Czekoladę łamiemy na kosteczki, a następnie każdą kosteczkę kroimy jeszcze na części.
Piekarnik nagrzewamy do 160 st. C. Dużą blachę wykładamy papierem do pieczenia.
Mąkę przesiewamy do miski, mieszamy sól, sodę i cukier wanilinowy. W drugiej misce ubijamy masło z dodatkiem brązowego i białego cukru (można dodać mniej cukru – ciasteczka są baardzo słodkie). Dodajemy jajko i ubijamy jeszcze przez 5 minut. Dodajemy sypkie składniki i miksujemy, dodajemy posiekaną czekoladę i mieszamy dłonią lub łyżką.

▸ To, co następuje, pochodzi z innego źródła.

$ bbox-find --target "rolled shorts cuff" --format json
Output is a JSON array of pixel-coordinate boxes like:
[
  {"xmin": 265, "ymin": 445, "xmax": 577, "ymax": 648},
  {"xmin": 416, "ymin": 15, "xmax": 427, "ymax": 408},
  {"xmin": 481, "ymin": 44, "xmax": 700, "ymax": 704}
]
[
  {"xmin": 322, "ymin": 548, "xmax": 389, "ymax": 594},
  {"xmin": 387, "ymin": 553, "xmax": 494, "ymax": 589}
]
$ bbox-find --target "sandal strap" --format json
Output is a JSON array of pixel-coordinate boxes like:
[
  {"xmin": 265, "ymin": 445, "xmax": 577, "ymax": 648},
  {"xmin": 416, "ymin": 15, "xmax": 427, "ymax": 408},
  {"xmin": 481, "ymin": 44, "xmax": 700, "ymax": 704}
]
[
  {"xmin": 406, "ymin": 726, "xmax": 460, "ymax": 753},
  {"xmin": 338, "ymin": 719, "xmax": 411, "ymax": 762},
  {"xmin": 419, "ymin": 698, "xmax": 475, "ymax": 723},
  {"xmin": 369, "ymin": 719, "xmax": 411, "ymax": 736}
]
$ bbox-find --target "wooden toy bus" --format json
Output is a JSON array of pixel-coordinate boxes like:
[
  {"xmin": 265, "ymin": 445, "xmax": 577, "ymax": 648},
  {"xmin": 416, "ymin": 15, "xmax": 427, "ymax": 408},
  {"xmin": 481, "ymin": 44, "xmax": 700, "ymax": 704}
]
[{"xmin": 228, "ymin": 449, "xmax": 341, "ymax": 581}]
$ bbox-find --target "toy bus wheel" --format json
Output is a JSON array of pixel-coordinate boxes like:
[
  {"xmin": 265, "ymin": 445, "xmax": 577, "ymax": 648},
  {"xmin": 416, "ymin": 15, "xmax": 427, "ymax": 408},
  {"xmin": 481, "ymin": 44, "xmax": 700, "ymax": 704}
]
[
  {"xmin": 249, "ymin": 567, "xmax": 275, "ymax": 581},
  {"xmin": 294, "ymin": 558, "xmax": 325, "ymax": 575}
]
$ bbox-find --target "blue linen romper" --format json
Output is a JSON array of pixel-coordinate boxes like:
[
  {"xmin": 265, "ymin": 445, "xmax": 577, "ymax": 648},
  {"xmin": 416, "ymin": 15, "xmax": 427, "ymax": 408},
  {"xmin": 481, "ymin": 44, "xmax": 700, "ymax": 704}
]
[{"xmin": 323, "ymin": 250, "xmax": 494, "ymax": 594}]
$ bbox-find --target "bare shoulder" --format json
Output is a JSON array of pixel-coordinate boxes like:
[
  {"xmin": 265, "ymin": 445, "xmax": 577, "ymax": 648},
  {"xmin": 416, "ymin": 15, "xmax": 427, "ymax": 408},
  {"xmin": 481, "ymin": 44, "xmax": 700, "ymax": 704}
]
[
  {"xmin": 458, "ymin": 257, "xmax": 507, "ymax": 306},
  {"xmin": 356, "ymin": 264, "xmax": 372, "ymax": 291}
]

Nabieramy po około łyżce masy, formujemy kulki i układamy je na blasze zachowując kilkucentymetrowe odstępy (to ważne!).
Blaszkę z ciasteczkami wstawiamy do nagrzanego piekarnika i pieczemy ok. 5 minut, aż brzegi ciastek zaczną się rumienić.
Ciasteczka są na zewnątrz kruche i lekko ciągnące się w środku. Cała „magia” polega na tym, że gdy wyjmujemy je z piekarnika są jeszcze miękkie, a zastygają podczas studzenia.